Analizzando la rosa della Roma, i numeri sono davvero eloquenti. Focalizzandoci sulle riserve giallorosse, possiamo notare come Kumbulla – arrivato due stagioni fa come uno dei maggiori talenti della Serie A – ha giocato appena quattro spezzoni di gara, per un totale di 193′ giocati; molti di meno quelle nelle gambe di Reynolds, solo 91′ dislocati in tre partite, mentre Calafiori – solo per gli infortuni di Spinazzola e Vina – è riuscito ad accumulare 417′ in sette gare.
A centrocampo la situazione non è migliore per le riserve, anzi. Pellegrini, Veretout, Mkhitaryan e Cristante sono intoccabili ed agli altri restano solo le briciole. Gonzalo Villar ha giocato solo 127′ e quattro presenze in totale, Diawara ne ha collezionati 145 di minuti in cinque presenze. Darboe, invece, in tre presenze ha all’attivo 179′. Tre ed otto minuti, invece, per Bove e Zalewski. In attacco è più omogenea la situazione; se il bomber titolare è Abraham, Shomurudov ha 12 presenze e 457′ giocati, molti di più rispetto a Borja Mayoral, la terza scelta, con 86′ in cinque gare. Carles Perez, in rete contro il Bodo, ha disputato fin qui 404′.
Decisamente differente la situazione in casa Napoli, a partire dai portieri, dove Ospina ha all’attivo 630′ in sette presenze e Meret 360′ in quattro partite. In difesa Manolas, scalzato da Rrahmani nel ruolo di titolare, ha collezionato sei presenze e 474′; Malcuit, complice anche il recente infortunio, è fermo a tre presenze e 133′ totali, mentre Juan Jesus è colui che ha giocato meno di tutti (escluso Zanoli, con 4′ all’attivo), con 97′ in quattro gare.
A centrocampo le differenze tra titolari e riserve si assottigliamo maggiormente.
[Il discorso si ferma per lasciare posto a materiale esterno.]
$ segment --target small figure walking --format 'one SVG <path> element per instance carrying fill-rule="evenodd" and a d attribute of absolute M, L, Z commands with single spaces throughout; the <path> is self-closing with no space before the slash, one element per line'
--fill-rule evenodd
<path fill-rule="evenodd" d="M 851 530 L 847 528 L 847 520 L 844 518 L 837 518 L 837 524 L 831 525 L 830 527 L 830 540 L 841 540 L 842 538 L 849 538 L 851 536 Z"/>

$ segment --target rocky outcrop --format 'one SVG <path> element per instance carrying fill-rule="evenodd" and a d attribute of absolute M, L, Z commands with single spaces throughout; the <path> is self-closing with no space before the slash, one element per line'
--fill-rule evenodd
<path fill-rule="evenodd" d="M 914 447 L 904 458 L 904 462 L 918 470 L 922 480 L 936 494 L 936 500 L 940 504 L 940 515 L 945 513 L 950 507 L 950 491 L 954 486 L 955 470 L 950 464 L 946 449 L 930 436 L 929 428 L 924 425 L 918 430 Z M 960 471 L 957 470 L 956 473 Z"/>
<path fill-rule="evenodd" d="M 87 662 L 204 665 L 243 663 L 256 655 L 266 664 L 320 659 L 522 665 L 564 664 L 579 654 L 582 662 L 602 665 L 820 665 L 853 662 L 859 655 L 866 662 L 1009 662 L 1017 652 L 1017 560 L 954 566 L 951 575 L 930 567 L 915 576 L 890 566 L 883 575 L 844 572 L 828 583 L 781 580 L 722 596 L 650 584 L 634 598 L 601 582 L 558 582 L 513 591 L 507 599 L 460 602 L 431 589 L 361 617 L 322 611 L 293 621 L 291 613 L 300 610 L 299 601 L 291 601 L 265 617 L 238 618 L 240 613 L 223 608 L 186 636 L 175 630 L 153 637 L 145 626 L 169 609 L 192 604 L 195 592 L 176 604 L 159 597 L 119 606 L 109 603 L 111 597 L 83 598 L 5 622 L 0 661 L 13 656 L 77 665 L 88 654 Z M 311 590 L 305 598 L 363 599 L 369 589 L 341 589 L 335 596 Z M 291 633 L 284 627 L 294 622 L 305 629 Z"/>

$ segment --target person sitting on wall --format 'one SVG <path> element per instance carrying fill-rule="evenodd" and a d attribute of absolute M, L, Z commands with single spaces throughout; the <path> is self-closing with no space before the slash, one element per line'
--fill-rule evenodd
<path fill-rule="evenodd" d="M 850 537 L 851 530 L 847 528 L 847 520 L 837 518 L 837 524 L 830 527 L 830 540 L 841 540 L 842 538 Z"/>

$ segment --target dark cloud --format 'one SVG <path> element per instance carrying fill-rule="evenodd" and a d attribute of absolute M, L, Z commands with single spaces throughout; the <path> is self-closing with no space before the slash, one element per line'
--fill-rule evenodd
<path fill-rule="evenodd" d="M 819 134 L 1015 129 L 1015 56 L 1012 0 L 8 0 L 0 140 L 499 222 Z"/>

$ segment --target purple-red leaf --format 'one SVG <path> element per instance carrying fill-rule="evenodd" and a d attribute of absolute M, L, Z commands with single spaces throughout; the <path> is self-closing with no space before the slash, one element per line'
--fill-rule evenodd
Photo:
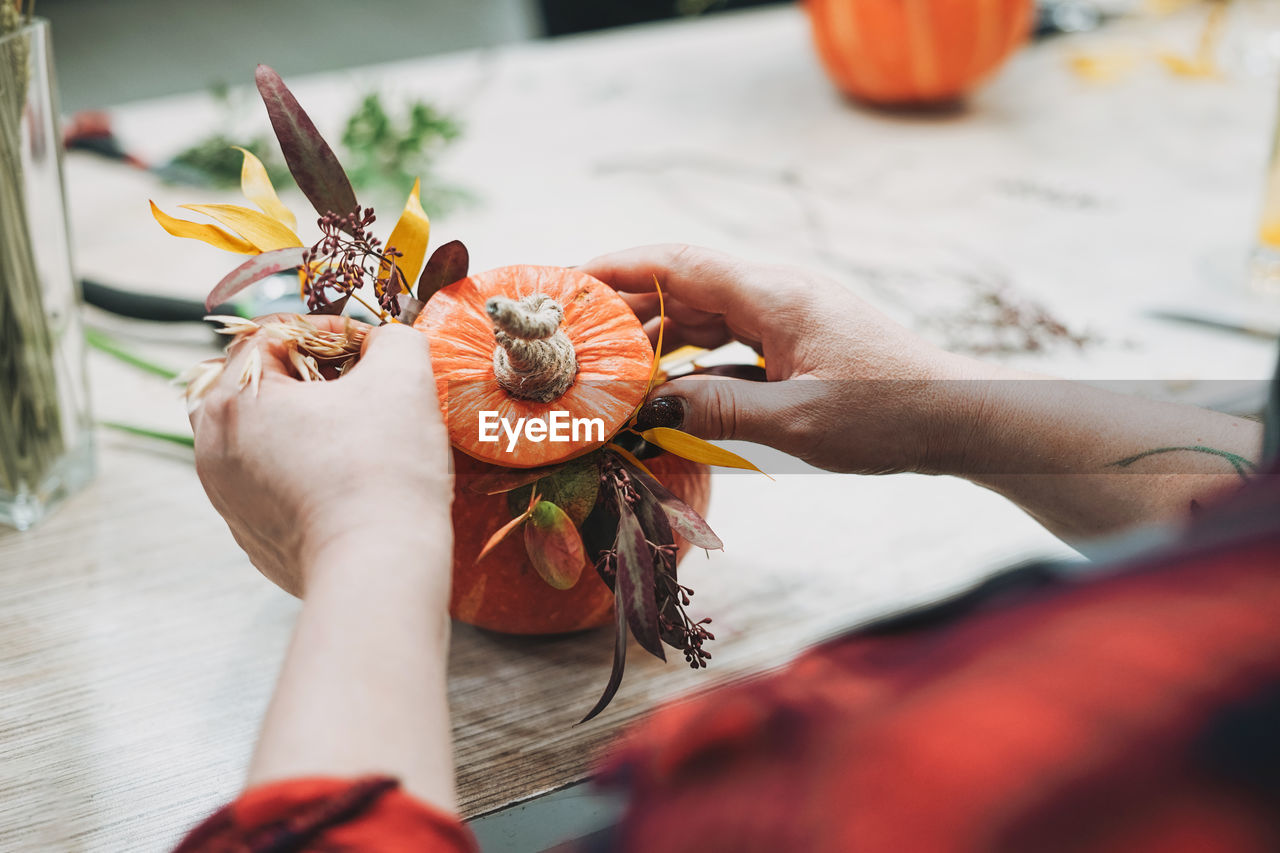
<path fill-rule="evenodd" d="M 223 280 L 218 282 L 205 298 L 205 310 L 212 311 L 215 305 L 221 305 L 253 282 L 261 280 L 268 275 L 301 266 L 303 251 L 306 250 L 301 247 L 291 247 L 253 255 L 253 257 L 250 257 L 223 277 Z"/>
<path fill-rule="evenodd" d="M 582 537 L 564 510 L 550 501 L 539 501 L 529 516 L 525 551 L 538 575 L 556 589 L 570 589 L 582 576 Z"/>
<path fill-rule="evenodd" d="M 443 287 L 467 277 L 471 257 L 461 240 L 444 243 L 428 259 L 422 275 L 417 279 L 417 298 L 428 301 Z"/>
<path fill-rule="evenodd" d="M 595 703 L 595 707 L 579 720 L 577 725 L 582 725 L 600 713 L 600 711 L 604 711 L 622 684 L 622 671 L 627 663 L 627 616 L 622 607 L 622 592 L 618 587 L 613 588 L 613 671 L 609 672 L 609 683 L 604 685 L 604 693 L 600 694 L 600 699 Z"/>
<path fill-rule="evenodd" d="M 654 657 L 666 661 L 662 651 L 662 637 L 658 633 L 657 581 L 654 578 L 653 552 L 645 540 L 644 530 L 625 496 L 618 493 L 618 538 L 614 543 L 618 551 L 618 575 L 614 587 L 618 601 L 631 625 L 640 647 Z"/>
<path fill-rule="evenodd" d="M 255 79 L 275 138 L 280 141 L 284 161 L 302 195 L 321 216 L 326 213 L 348 214 L 356 210 L 356 191 L 351 188 L 351 181 L 342 170 L 338 156 L 320 136 L 289 87 L 269 65 L 259 65 Z"/>
<path fill-rule="evenodd" d="M 698 514 L 698 510 L 672 494 L 671 489 L 650 476 L 648 471 L 637 470 L 635 465 L 626 465 L 625 460 L 623 465 L 631 476 L 658 501 L 658 506 L 662 507 L 672 529 L 681 538 L 698 548 L 716 551 L 724 547 L 724 543 L 710 529 L 707 520 Z"/>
Se Demme, causa infortunio, ha solo 112′ nelle gambe in tre presenze e Lobotka ne ha 180′ in due gare, Elmas può essere considerato un titolare a tutti gli effetti; ben 573′ in 11 presenze, più di Zielinski, fermo a 445′ in 9 gare disputate.
Ed in attacco? Il vice Osimhen è Petagna, 119′ in 10 presenze, mentre Mertens – appena rientrato da un infortunio – ha collezionato 97′ in tre presenze. Il dualismo tra Politano e Lozano ha portato l’ex Inter a disputare 597′ a fronte dei 452 del messicano mentre Ounas, fino all’infortunio, aveva giocato 119′.